The new jail also will be able to house 24 juveniles, charged as adults with crimes ranging from sexual assault, murder or other serious crimes. Twelve cells will be available for boys and 12 cells are for girls. The juvenile section will have also a classroom for juveniles to finish high school. Juveniles 14 to 17 years old will be housed in that area and once they turn 18, are reassigned to the adult section.

The brains of the new computerized jail will be a central control room where guards can monitor every camera and record everything almost endlessly on 14 digital video recorders. Even access to elevators will be controlled.

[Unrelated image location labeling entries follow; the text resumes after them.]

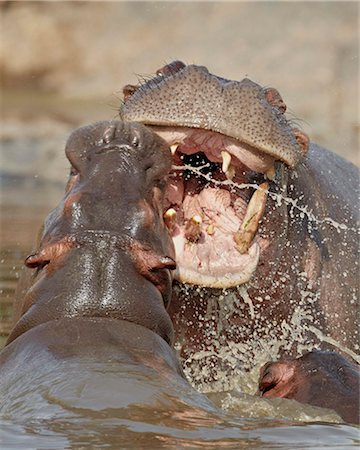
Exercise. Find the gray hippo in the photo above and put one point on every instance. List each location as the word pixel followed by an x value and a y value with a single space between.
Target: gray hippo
pixel 93 333
pixel 264 224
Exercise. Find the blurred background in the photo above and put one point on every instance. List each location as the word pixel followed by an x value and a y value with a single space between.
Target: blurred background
pixel 63 64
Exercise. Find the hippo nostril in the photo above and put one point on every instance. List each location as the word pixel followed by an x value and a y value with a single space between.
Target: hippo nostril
pixel 128 91
pixel 302 139
pixel 109 134
pixel 274 98
pixel 36 261
pixel 170 69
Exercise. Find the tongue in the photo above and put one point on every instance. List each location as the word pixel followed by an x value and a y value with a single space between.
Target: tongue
pixel 214 206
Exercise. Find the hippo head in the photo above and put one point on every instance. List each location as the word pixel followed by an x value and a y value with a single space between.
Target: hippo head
pixel 232 147
pixel 105 251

Inmates will be housed in only three of the six floors.
A medical section will allow inmates to be treated for most injuries reducing the number of trips to a hospital. There also are two empty padded cells or rooms where a mentally ill inmate cannot hurt themselves or others. There are even ventilated-controlled rooms for inmates with a communicable disease.

Sheahan said once the new jail is built, one option may be to use the existing jail as a temporary holding cell for inmates who have court hearings that day making one trip in the morning and one in the afternoon depending on a judge’s calendar. Video hearings also could be used in some court hearings. A courtroom for a visiting judge also is available at the new jail if needed.

Currently, staffing for the existing nearly 30-year county jail is about 38 corrections officers, 11 officer assistants and one detention supervisor. The new jail will have 105 corrections officers and 38 support staff. Corrections officers in the A-pod will have more training to deal with the more serious level inmates.